Summary and Exhortation
- The Eucharist is the “the source and summit of the Christian life” (CCC 1324).
- The Real Presence: At Mass, the bread and wine are changed into the Body and Blood of Jesus Christ. This is not a chemical or physical change because the outward, sensible appearances of bread and wine remain, but under those appearances of bread and wine, Jesus is truly present in the Eucharist (CCC 1374).
- The Eucharist as sacrifice: The Mass is a sacrifice because it re-presents (makes present) the sacrifice of the Cross, because it is its memorial (CCC 1366). At every Mass, we are called to join our lives in union with Christ’s gift of himself to the Father (CCC 1368).
- As a biblical memorial, the Mass makes present Christ’s sacrifice on the Cross in order to apply the fruit of his sacrifice to our lives (CCC 1366).
- Communion: Jesus loves us so much he desired to come to us in Holy Communion.

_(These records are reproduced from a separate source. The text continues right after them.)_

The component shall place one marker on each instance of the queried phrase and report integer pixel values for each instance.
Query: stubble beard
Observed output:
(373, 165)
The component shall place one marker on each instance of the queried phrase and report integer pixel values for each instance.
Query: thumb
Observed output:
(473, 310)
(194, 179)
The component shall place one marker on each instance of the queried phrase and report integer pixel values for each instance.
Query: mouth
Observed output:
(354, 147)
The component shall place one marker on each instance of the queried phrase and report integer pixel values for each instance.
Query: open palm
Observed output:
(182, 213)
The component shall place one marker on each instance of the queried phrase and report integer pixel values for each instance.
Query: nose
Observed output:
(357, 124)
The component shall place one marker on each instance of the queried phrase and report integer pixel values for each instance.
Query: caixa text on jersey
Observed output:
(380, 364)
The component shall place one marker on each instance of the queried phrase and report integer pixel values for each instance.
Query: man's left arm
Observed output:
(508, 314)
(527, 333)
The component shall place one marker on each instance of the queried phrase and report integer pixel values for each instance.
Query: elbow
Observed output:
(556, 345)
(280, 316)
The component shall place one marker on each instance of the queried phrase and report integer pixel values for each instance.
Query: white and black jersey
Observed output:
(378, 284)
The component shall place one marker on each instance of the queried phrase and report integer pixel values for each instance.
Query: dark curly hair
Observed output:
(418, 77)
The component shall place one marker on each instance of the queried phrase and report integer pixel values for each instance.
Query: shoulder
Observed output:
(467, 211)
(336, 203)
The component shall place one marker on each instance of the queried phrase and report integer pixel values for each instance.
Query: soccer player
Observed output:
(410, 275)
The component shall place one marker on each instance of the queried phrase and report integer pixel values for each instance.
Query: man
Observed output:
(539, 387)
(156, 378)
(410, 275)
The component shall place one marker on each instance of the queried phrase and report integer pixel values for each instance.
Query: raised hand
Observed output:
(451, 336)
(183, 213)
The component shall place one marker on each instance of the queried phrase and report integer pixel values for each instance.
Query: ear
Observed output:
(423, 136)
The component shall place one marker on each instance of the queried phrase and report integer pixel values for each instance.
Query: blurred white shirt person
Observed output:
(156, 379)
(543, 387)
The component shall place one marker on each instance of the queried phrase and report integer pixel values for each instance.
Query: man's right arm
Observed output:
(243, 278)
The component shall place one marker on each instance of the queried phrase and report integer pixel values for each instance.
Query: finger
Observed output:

When we receive the Eucharist, we are receiving the very Body and Blood of Jesus into our souls (CCC 1391).
- It is important to take time for loving thanksgiving with Jesus after we receive him in Holy Communion, which nourishes and strengthens our life in Christ (CCC 1391-92).
- Although all are invited, not all are ready to receive the Eucharist, either because of serious sin that has not been brought to the Sacrament of Reconciliation or for a lack of full communion with the Catholic Church (CCC 1400).